Tools

How Learning Roundtables Make Your Organization Smarter and More Resilient

Teams must have opportunities to be candid about the progress towards their goals, to work through how to achieve their desired outcomes, and hopefully, to learn from their colleagues’ experiences

Creating a more adaptable, more resilient organization requires time for reflection: teams must have opportunities to be candid about the progress (or lack thereof) towards their goals, to work through how to achieve their desired outcomes, and hopefully, to learn from their colleagues’ experiences.
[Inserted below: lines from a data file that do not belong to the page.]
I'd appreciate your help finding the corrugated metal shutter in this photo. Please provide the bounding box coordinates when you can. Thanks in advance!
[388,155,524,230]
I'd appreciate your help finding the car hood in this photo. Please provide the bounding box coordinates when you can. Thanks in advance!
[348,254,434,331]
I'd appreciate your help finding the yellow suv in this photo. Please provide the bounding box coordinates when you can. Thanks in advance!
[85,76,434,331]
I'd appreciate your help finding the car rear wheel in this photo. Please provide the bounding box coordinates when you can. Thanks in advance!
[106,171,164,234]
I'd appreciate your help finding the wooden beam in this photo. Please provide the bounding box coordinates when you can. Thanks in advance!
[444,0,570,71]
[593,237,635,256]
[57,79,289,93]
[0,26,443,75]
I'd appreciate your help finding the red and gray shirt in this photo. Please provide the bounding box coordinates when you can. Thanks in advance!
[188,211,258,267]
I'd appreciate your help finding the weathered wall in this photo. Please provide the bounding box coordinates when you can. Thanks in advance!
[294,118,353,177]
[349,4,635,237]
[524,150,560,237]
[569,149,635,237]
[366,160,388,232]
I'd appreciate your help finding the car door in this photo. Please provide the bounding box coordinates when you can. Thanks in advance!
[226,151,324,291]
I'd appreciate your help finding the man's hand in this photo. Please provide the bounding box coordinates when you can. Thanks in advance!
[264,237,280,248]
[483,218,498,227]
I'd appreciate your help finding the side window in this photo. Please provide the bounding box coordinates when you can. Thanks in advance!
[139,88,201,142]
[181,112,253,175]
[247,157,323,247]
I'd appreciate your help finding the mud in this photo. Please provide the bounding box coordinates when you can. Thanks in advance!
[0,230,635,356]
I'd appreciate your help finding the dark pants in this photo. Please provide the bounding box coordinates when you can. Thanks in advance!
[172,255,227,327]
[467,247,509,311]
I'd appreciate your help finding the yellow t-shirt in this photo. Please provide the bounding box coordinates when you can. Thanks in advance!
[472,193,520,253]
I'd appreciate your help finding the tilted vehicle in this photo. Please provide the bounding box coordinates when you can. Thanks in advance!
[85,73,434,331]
That’s why we encourage Learning Roundtables, which bring teams together to share updates on new approaches to their work. Like retrospectives, they’re oriented to the future, with the goal of pausing, recalibrating, and moving forward together, rather than assigning blame or rehashing the past. As such, they’re a critical part of our Adaptive Planning process, and we recommend holding one every quarter. Of course, a Learning Roundtable doesn’t have to be a part of Adaptive Planning; you can set one up whenever you see an opportunity for your organization to get smarter about how it operates and build its capacity for change. If you want to host one for your team:

  • Call for participants. A Roundtable is an opportunity for teams to showcase what they’ve been working on, so your first step is to find willing participants. If you’re conducting a Roundtable as part of the AP process, ask Bet Leaders if they want to participate, or if they’d like to recommend a member from their team. Otherwise, use your network or survey the organization to identify people who are attempting new ways of working.
  • Ask participants to prepare an update for the session. About a week prior to the Roundtable, brief participants on what you expect them to share with attendees. If you want them to create a presentation, provide a template and give them guidelines (e.g., “Keep it to five slides”) to create a consistent experience, and to minimize the extra work you’re asking them to do. Topics could include:
    • What was your initial hypothesis about how to improve the work?
    • What have you observed while testing this approach?
    • Where do you feel on- or off-track?
    • What’s your biggest concern? What might stand in the way of achieving your desired outcomes?
    • What have you learned? What surprised you?
  • At the start of the Roundtable, provide background information. Your audience may not be familiar with the concept of Adaptive Planning, so start by reviewing the goals of the Learning Roundtable. This is also an excellent time to reinforce some of the values and practices of AP, like the importance of testing bets, and tolerating discomfort in order to learn.
  • Invite people to join breakout groups to learn more about the different bets or initiatives. Chances are good you’ll have found several interesting projects to share, but they may be more or less relevant for different audiences. Breaking into smaller groups to discuss projects not only allows people to focus on the topics they’re most interested in, it also creates more space for conversation and deeper learning.
  • Bring the audience back together to discuss. So that everyone gets the full benefit of the discussion, ask a representative from each breakout to share some highlights, such as:
    • What did you learn that others need to know about?
    • What new way of working do you want to introduce to your team?
    • How is this initiative impacting the organization at large?
  • Review next steps and key dates. Close out the Roundtable by outlining what the group can expect between now and the next one, as well as highlighting any milestones. Remember, the most important behavior in Adaptive Planning is not necessarily deciding what to do, but rather, developing an organizational-wide habit of reflection, learning, and iteration.